In deeplearing, tuning of hyperparameters is one of the challenging area. Some of the approaches for hyperparameter tuning are grid search and random search approaches. However, both these approaches require more computations and simulations to find the optimum local minima. Bayasian optimization is one of the approach to solve this problem which uses a probabilistic approach to find the optimum minima. This thesis explores how we could use Bayasian optimization to fine tune the hyperparametrs of a CNN architecture. Basic understanding of deep learning and programming skills in python are required for the successful completion of this thesis.

Optimized feature space learning using Convolutional Neural Networks Abin Jose M.Sc.

With the advance in deep learning, Convolutional Neural Networks (CNNs) are used widely for classifying images. CNNs trained for classification can be used for feature extraction. Using a pretrained CNN is one such approach. A major problem with feature vectors is that they are high dimensional in nature. Most of the dimensions carry redundant information. Linear discriminant analysis is a conventional method for classification in an optimized feature space, which also helps in compressing the feature vectors. The master thesis explores how effectively neural networks can be trained for learning this optimized feature space. Basic knowledge of machine learning and image processing are beneficial.

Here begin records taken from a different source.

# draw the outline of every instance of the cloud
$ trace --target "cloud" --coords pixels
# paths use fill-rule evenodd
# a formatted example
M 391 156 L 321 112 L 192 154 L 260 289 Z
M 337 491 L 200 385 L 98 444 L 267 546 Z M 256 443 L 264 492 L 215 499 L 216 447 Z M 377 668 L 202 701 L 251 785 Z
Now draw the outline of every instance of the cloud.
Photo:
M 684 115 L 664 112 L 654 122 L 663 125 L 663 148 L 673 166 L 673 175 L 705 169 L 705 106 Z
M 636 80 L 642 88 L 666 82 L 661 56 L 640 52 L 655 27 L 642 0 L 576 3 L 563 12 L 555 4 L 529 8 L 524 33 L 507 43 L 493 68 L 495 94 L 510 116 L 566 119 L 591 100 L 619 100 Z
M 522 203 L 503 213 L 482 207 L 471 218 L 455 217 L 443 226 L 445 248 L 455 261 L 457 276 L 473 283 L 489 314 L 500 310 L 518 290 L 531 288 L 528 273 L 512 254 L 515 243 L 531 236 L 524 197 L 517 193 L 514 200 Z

Binary Hashing using Convolutional Neural Networks Abin Jose M.Sc.

Convolutional neural networks generate feature vectors which can be easily binarized using a sigmoid hashing function. The problem with this saturating function is that the gradient vanishes when the sigmoid function saturates. In a deep neural network, the error signal from the final layer will completely vanish when propagated back during the backpropgation step. An approach to avoid this problem is by using a sigmoid with adaptive slope. In this thesis the student have to mainly explore different approaches for solving this problem and also test the effectiveness of using a sigmoid with variable slope. Basic knowledge of deep learning is beneficial.

Virtual View Synthesis, Camera Calibration and Point Cloud Generation using SfM/SLAM Hossein Bakhshi-Golestani M.Sc.

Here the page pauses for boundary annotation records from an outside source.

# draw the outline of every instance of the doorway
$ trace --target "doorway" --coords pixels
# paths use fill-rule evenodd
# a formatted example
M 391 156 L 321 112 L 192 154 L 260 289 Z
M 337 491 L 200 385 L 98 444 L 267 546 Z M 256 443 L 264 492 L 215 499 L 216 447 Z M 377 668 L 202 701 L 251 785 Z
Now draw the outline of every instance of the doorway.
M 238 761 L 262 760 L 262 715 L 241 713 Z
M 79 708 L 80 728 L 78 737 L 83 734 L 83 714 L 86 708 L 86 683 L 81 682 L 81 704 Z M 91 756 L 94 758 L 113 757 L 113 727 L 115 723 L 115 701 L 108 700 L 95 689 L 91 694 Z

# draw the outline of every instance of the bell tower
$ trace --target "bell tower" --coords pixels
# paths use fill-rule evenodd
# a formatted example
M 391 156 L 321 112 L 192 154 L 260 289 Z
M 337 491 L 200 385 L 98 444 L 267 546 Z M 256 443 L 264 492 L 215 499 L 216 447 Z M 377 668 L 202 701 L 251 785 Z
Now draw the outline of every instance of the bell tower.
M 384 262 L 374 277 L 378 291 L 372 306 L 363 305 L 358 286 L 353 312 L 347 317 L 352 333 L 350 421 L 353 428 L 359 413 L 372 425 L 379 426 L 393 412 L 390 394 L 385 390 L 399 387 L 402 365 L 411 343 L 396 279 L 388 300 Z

The goal of this research is to generate a 3D model (solid 3D model or a dense point cloud) and then render a virtual view from a set of captured photos. The rendered virtual views then can be used as an additional reference for motion compensation in video coding. Assume we have a moving camera capturing images from different viewpoints. These images are used as inputs for 3D reconstruction, camera parameters estimation and generating a sparse/dense point cloud of the captured scene. This way, the 2D visual information is converted to its equivalent 3D data (2D → 3D). This 3D information will be employed to predict the missing/future frames (by projecting 3D to 2D if the camera poses are known), synthesizing the novel views haven’t seen by the camera (Virtual/Augmented Reality and Free Viewpoint TV) and Localization/Mapping for robotics and self-driving vehicles. The figures below show the concept of virtual view synthesis and a dense point cloud generated from a video sequence captured by a moving car. In this research, we are focusing on predicting missing/future frames.

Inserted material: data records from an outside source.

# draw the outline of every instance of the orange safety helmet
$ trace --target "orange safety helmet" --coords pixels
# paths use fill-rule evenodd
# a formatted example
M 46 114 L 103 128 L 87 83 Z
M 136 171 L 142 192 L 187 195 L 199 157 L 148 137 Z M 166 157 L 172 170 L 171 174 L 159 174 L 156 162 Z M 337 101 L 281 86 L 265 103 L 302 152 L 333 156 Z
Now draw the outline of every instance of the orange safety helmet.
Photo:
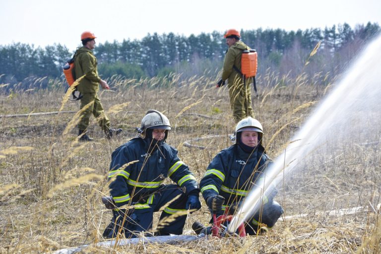
M 226 33 L 225 34 L 225 35 L 224 35 L 224 38 L 226 38 L 231 35 L 236 35 L 239 37 L 241 37 L 241 34 L 240 34 L 240 32 L 238 32 L 238 31 L 236 29 L 229 29 L 226 31 Z
M 95 39 L 95 36 L 93 33 L 92 33 L 90 31 L 85 31 L 81 35 L 81 40 L 84 40 L 85 39 Z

There are many challenging topics in this area. Some of them are listed below:

(1) Camera Calibration and Point Cloud Generation using SfM/SLAM. First, the intrinsic and extrinsic camera parameters should be estimated from a video sequence captured by a moving monocular camera, then these parameters should be used to estimate a semi-dense point cloud of the captured scene. The main approaches to solving this problem are Structure from Motion (SfM) and Simultaneously Localization and Mapping (SLAM).

(2) Image-Based Rendering using Point Cloud. A dense point cloud, camera poses and already known images (real cameras) are given and a novel view should be synthesized.

(3) Point Cloud and 3D Mesh Reconstruction for Video Coding. The aim is to generate a dense point cloud and then convert it to a 3D mesh. In this research, the limitation of video coding pipeline (e.g. hierarchical coding structure) should be considered.

(4) Low Complexity 3D Model-based Motion Compensation for Video Coding. Computational complexity is one of the major issues in 3D reconstruction. In this research, the computational complexity of the point cloud-based virtual view synthesis will be studied and solutions to reduce it will be investigated (solutions like using sparse point cloud, coarser mesh, ...).

(5) A Statistical Analysis of 3D Model-based Video Coding. This topic is more related to video coding and focuses on analyzing the contribution of the synthesized 3D model-based prediction in motion compensation.

Prior knowledge of image processing/computer vision is helpful and basic programming skills (C++, Python) are required.